When someone dies of suicide, it is not their death alone that we mourn. We mourn our failures as a society from preventing it from happening. We mourn our inability in sighting those signs. We mourn not knowing the right things to say, the people to reach out to. We mourn knowing we erred and someone innocent, brave paid the ultimate price for our mistakes.

Too often we brush suicides aside saying, the people who killed themselves were weak. It is the explanation that absolves our part in it. But think about it – weakness is not an attribute that would encourage them to bleed the life out of them. It takes a lot of courage to do the unthinkable. And it takes a long way to reach that unthinkable conclusion. People suffer a lot to reach the tipping point. But our uneducated eyes do not follow their path.

We put life above everything. But imagine the hurt, the pain it would take for someone to put death above that. They are not scared of dying, but rather of living. And that is our failure. It’s not that we couldn’t instill the value of life in them, but rather we did nothing to stop the value of life from falling in their eyes.

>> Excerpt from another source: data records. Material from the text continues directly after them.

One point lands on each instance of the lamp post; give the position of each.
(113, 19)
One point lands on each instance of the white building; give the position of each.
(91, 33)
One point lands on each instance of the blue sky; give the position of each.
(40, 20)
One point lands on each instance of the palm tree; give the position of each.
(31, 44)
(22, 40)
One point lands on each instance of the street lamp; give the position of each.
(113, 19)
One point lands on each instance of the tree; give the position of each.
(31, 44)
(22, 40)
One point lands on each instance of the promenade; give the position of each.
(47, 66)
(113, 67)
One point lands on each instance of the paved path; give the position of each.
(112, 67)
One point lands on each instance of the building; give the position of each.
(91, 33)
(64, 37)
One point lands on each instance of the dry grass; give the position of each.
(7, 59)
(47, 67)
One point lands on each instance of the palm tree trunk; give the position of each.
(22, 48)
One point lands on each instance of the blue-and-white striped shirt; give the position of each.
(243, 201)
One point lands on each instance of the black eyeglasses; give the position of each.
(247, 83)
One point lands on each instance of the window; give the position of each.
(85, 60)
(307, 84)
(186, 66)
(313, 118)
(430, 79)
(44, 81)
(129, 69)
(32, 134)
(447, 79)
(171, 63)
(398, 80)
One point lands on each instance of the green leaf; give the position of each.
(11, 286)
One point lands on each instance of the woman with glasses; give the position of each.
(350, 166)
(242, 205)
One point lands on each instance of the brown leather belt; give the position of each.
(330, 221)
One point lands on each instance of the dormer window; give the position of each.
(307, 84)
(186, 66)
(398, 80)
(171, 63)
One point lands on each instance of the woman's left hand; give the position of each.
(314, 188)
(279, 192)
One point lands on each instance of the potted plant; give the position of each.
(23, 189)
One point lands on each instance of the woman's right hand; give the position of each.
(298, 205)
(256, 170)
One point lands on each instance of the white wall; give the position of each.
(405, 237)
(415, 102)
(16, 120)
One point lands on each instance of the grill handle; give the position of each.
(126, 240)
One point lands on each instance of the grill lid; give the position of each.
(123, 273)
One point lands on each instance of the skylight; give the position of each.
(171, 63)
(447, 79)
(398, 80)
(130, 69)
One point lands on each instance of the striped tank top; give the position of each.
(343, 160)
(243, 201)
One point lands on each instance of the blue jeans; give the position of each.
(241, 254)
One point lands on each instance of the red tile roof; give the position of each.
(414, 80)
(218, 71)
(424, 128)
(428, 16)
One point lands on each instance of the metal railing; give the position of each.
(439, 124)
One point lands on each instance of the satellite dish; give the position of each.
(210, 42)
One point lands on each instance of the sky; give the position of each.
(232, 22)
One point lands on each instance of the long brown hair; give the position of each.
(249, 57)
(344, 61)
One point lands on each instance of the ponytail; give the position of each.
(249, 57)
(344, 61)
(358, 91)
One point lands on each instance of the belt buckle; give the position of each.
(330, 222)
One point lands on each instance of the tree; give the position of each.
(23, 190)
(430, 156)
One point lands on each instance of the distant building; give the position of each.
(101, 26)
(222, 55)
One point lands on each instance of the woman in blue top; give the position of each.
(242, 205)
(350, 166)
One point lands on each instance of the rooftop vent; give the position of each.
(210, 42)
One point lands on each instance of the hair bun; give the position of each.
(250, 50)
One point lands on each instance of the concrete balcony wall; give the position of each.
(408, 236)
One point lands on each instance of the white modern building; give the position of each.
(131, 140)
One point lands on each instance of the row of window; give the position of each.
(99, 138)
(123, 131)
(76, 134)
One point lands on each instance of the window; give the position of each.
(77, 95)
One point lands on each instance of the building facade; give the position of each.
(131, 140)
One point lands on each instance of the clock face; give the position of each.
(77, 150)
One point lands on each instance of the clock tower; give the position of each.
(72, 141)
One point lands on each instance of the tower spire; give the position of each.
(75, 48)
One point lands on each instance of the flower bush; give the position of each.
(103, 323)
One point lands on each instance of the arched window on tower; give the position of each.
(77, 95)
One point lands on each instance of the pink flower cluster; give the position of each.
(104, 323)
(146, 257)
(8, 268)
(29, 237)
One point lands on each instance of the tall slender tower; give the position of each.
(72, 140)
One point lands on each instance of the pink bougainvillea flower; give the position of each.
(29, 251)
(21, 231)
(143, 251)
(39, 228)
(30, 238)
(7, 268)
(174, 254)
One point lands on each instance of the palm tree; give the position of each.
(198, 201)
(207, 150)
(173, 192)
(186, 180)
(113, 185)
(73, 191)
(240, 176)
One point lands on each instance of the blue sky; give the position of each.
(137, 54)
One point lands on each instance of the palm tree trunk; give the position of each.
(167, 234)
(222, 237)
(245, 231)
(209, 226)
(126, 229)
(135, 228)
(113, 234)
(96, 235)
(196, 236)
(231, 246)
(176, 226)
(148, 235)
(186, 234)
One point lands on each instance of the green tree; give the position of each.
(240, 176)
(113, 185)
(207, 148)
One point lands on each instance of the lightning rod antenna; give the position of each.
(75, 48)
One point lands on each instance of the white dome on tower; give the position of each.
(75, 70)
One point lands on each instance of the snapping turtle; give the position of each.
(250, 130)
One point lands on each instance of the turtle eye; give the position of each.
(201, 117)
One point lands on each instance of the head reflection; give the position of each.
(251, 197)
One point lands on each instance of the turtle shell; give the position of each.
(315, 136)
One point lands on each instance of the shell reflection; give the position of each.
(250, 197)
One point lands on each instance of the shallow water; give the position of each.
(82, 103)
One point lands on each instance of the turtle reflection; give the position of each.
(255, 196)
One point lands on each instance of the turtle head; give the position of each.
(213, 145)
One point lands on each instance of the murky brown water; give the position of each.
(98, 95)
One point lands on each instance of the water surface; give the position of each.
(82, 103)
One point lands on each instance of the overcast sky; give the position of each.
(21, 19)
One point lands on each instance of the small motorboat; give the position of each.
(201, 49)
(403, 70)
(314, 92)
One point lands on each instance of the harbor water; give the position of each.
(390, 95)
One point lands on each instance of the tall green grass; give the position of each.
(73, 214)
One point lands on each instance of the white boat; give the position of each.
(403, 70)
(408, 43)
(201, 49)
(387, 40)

People who commit suicide go through immense depression over a long period of time. We need stop laughing at depression. It is fatal, considering some people end up killing themselves from it. Instead of making fun, or ignoring people who suffer from depression, we need to acknowledge their pain. Making light of the matter, makes  them eventually think they do not matter. But we all know that everybody matters. If we cannot communicate that small information to them, then we need to learn how to communicate better.

When someone close dies of suicide, our society pressures us not to ask why. They say the why does not matter. It will not bring them back, will not give them peace. Forgive and forget. But we need to ask why. Why did we let them down? Why did they think death was better than life? Why did we miss the signs? Why did they feel no one would care? Or think they had no one to confide in? Without asking the why we will never figure out where we went wrong. We won’t be able to save the next person. The why may not bring our loved ones back, but it surely will put a stop to someone else’s loved one from following that path.

We have been taught through religion, through social beliefs and customs to ostracize people who commit suicide. We have been taught to say they would not go to heaven or suffer for eternity. We need to stop preaching that bullshit. Instead of putting punishment and fear in the hearts of people, we need to open our eyes and ears. Because obviously those antiquated words are not helping everybody. Obviously some people are falling through the cracks. And since we are so bent in ostracizing suicide, nobody is willing to be associated with it anymore.

When we talk about suicide we are not condoning it, but we are giving a chance to those who suffer to speak up. We are giving them the opportunity to talk to us, to ask for help. We are giving them hope.

So let’s break the taboo. Let’s burn the stigma. Let’s talk about suicide.